Logging, auditing, monitoring on row and job level
- How to monitor and archive workflows on a row level (amount of rows being inserted/updated/deleted)?
- How to maintain, access and query a job execution history (start time/end time/return code)?
Version control
- How to track and restore changes in jobs?
Multi-user environment
- How can several developers work together?
Change Data Capture
- How to assist incremental loads?
Data profiling
- How can data source be examined?
Job recovery
- How to recover from possible failures in jobs (such as lost database connection)?
Deploy jobs
- How to move jobs from one repository to another (development to testing to production)?
Comments
Why limit yourself to these features when doing an evaluation? Why not go for the full blown list of 38 subsystems as defined by Ralph Kimball himself?

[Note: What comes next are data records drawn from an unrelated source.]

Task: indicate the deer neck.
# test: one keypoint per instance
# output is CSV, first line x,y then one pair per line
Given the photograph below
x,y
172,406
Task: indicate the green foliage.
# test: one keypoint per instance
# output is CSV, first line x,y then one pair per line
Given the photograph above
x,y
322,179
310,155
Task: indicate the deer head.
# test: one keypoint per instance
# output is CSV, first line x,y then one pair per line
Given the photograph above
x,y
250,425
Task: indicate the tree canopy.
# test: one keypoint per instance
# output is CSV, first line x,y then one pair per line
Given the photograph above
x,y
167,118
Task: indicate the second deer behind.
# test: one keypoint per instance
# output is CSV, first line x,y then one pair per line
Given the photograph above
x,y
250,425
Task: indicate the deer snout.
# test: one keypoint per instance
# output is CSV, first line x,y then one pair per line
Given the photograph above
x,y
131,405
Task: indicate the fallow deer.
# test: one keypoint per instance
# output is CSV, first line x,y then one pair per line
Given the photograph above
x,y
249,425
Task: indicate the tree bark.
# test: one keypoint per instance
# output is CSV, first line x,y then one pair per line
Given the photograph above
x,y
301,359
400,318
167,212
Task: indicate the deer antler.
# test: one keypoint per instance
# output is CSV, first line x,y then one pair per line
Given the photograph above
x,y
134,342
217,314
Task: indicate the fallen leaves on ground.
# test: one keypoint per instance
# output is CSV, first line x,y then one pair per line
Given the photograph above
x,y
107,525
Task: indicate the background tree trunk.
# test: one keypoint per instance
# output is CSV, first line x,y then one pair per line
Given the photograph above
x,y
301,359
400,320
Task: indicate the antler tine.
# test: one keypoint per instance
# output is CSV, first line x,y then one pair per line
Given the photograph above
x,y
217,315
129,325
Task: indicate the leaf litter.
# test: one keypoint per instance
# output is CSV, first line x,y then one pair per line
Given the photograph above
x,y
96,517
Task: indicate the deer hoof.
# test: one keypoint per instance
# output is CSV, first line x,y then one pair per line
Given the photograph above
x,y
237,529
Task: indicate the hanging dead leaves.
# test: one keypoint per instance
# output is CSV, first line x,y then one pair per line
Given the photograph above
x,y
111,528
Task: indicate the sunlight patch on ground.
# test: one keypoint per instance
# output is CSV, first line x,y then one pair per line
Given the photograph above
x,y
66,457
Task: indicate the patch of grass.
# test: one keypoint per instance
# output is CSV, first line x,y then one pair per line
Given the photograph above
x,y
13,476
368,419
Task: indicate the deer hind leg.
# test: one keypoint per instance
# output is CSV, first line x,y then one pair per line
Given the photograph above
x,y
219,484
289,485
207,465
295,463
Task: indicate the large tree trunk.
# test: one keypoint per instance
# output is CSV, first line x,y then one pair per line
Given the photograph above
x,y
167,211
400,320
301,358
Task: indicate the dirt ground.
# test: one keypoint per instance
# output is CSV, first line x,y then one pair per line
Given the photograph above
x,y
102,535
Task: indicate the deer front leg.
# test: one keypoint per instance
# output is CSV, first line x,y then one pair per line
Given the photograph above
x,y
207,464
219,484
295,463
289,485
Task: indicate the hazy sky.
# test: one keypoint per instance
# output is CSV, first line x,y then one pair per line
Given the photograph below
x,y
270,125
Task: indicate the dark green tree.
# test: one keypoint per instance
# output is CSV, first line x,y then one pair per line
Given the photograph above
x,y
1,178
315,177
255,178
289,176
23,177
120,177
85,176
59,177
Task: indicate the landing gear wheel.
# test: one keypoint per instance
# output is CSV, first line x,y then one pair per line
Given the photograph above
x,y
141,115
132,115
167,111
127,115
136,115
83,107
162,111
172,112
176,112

http://www.intelligententerprise.co...
The question was non-rhetorical. I guess what is comes down to is that there is always a price to pay for all those extra features in terms of complexity, monetary value, setup time, learning, etc.
Pentaho data integration is quite busy filling in the gap with work started on most of the items you listed with the exception probably of Change Data Capture (It's a methodology, not a feature) but even there we have plans to do continuous integration with 3rd party tools. The great care that we take in the process is making sure that most (if not all) of the new features remain optional and that complexity stays low. As far as pricing is concerned, *anything* is cheaper than the classical closed source vendors. That is *especially* the case if you add up the price for all these extras. I guess that explains why a lot of customers choose to simply check in their PDI transformations and jobs in their own version control system (like open source Subversion). Or why they would use a third party (open or closed source) profiling tool on the side. (it's only mildly related to ETL anyway) Hybrid solutions can mean a lot of cost savings.

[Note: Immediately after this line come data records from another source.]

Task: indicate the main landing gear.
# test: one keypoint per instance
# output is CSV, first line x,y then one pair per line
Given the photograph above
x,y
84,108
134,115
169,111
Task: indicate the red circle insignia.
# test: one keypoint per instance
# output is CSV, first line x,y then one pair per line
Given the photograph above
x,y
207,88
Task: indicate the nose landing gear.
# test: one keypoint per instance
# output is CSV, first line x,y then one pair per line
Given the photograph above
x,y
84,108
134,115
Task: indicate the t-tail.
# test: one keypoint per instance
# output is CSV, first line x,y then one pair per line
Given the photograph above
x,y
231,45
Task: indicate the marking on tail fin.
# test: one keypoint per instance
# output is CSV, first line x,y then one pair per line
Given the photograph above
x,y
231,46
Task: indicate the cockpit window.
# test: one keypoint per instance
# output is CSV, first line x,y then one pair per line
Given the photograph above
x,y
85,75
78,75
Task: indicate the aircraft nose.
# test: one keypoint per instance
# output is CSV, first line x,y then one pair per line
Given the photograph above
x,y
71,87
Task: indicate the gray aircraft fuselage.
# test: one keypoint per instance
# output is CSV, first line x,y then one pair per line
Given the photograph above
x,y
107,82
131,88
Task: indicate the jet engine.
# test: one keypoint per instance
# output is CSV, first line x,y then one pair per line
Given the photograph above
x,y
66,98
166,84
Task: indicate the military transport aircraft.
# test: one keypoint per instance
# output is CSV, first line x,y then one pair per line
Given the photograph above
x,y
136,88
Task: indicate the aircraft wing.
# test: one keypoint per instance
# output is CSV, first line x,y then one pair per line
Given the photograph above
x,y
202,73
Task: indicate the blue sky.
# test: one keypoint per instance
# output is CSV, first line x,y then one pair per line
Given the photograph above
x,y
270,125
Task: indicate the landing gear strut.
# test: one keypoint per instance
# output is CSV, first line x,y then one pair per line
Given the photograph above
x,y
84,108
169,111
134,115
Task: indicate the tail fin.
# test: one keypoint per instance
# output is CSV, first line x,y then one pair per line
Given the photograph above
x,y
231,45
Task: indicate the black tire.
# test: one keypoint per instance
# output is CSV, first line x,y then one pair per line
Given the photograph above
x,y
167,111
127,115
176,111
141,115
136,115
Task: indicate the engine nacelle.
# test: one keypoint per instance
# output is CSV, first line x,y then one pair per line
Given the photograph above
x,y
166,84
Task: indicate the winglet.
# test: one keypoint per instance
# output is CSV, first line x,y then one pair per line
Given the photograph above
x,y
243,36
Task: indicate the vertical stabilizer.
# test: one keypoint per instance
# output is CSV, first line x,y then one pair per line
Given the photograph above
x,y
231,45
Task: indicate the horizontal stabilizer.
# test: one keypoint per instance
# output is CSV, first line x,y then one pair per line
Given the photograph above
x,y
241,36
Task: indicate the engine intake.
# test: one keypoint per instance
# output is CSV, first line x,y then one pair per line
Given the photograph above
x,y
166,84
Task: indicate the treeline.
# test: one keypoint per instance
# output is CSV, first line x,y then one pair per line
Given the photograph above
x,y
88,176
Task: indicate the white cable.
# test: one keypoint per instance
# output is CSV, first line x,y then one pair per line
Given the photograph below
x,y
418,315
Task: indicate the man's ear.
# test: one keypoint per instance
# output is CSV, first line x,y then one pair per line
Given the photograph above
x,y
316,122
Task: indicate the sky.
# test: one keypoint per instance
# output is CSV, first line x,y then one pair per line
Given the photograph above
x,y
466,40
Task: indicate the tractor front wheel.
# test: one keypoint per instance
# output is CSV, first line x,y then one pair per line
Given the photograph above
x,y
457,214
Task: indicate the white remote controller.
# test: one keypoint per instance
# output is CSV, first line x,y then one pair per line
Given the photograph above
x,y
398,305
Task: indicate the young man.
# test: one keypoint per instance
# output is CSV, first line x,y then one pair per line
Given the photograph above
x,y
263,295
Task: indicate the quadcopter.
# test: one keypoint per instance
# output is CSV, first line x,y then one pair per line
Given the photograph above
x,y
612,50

Another important question to answer is that of relative importance of the features you listed:
- How important is the feature (nice-to-have or critical)?

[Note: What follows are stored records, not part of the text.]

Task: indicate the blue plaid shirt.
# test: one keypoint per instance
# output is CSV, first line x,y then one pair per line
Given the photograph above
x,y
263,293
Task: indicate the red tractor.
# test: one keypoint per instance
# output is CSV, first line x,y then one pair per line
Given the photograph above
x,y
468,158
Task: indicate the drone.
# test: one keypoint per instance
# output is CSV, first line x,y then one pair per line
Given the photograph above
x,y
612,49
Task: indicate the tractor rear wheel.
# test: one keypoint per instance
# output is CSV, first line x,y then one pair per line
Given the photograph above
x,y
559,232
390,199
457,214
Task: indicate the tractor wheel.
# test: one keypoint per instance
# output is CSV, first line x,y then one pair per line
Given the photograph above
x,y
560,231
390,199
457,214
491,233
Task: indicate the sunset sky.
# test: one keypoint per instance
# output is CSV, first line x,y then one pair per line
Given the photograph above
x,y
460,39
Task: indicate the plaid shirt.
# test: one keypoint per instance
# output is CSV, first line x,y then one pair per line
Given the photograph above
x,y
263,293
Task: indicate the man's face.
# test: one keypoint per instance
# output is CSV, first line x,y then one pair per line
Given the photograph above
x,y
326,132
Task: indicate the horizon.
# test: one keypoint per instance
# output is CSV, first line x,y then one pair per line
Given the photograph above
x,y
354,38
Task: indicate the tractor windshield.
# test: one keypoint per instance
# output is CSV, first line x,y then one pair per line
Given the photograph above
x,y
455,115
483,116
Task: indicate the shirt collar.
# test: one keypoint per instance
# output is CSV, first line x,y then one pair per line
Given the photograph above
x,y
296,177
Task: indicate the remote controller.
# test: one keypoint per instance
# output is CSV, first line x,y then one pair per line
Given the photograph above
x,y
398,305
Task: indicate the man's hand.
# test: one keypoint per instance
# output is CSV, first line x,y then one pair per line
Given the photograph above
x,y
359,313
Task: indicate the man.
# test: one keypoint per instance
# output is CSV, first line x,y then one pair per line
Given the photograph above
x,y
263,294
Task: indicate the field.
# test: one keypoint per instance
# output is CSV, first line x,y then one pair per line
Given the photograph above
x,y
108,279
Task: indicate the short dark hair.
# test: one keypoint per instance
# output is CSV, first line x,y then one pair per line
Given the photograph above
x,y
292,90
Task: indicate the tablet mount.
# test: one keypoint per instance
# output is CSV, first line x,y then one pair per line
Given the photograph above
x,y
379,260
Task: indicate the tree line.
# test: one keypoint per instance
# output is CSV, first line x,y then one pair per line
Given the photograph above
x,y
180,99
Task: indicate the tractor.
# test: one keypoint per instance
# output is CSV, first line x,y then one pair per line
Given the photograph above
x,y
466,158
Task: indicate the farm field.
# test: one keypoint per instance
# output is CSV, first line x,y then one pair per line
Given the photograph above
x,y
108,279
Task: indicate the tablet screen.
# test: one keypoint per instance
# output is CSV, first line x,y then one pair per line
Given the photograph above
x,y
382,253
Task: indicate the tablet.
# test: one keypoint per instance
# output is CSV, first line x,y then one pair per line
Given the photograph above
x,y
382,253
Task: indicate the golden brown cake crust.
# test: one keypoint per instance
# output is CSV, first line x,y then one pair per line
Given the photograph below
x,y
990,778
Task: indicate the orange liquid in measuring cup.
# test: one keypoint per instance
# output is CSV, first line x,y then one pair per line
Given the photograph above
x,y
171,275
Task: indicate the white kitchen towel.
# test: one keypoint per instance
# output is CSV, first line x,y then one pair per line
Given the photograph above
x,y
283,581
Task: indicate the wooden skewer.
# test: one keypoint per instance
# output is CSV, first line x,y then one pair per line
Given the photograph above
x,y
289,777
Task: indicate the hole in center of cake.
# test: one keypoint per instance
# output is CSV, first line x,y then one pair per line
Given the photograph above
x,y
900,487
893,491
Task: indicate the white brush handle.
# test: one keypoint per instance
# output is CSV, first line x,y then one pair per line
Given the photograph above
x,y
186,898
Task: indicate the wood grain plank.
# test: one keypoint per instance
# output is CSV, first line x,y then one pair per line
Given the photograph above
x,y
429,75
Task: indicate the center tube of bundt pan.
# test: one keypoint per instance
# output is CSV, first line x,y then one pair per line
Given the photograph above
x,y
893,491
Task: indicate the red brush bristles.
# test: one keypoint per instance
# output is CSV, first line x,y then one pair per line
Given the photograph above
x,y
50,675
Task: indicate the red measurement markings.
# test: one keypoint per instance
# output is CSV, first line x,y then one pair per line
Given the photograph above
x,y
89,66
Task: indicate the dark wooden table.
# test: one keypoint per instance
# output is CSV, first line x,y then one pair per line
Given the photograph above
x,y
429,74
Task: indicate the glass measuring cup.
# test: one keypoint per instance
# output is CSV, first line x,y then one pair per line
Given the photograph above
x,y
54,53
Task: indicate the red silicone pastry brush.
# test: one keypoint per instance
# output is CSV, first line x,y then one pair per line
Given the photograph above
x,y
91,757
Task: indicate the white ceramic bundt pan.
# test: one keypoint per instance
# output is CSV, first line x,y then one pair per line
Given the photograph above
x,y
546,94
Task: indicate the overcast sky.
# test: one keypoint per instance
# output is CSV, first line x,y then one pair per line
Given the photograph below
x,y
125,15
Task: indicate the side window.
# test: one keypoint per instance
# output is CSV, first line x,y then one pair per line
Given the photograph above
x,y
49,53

- How much money can you spend on it and still have a ROI?
- Can you shop around for the feature in question to reduce costs?
- Do you really have the luxury of paying any price or (more likely) are there limits? Where are these limits?
- etc.
All these things will have a huge impact on the decision making process.
Take care,
Matt
I'm sure I'll get slammed for this, but I'm not sure why you're limiting yourself to only open source vendors.
Would you build a Data Warehouse only on MySQL or would you also look at Oracle, Teradata or Vertica or Netezza (granted, some of those products have open source components in them, but plenty of proprietary magic too).
Pentaho and Talend are so far behind products like PowerCenter (INFA) or Pervasive Data Integrator. You'll spend a fortune over the lifetime of the project filling in the functionality "delta" between full-function mature products and the open source integration products.
Just cuz a dog is free doesn't mean it's not very expensive.
Winslow, you certainly won't be slammed by me -- that's an eminently reasonable question. It's just one which I've skipped in this public discussion.
We are already using commercial data integration products. However, their licensing mechanisms are a distinct drawback, and we typically extract significantly more value from open source tools. Yes, at times they can't offer as rich of a feature set, but the development model just suits our practices better.
That said, it's not a done deal by any measure, and when we started work in this arena, proprietary solutions won the argument with ease.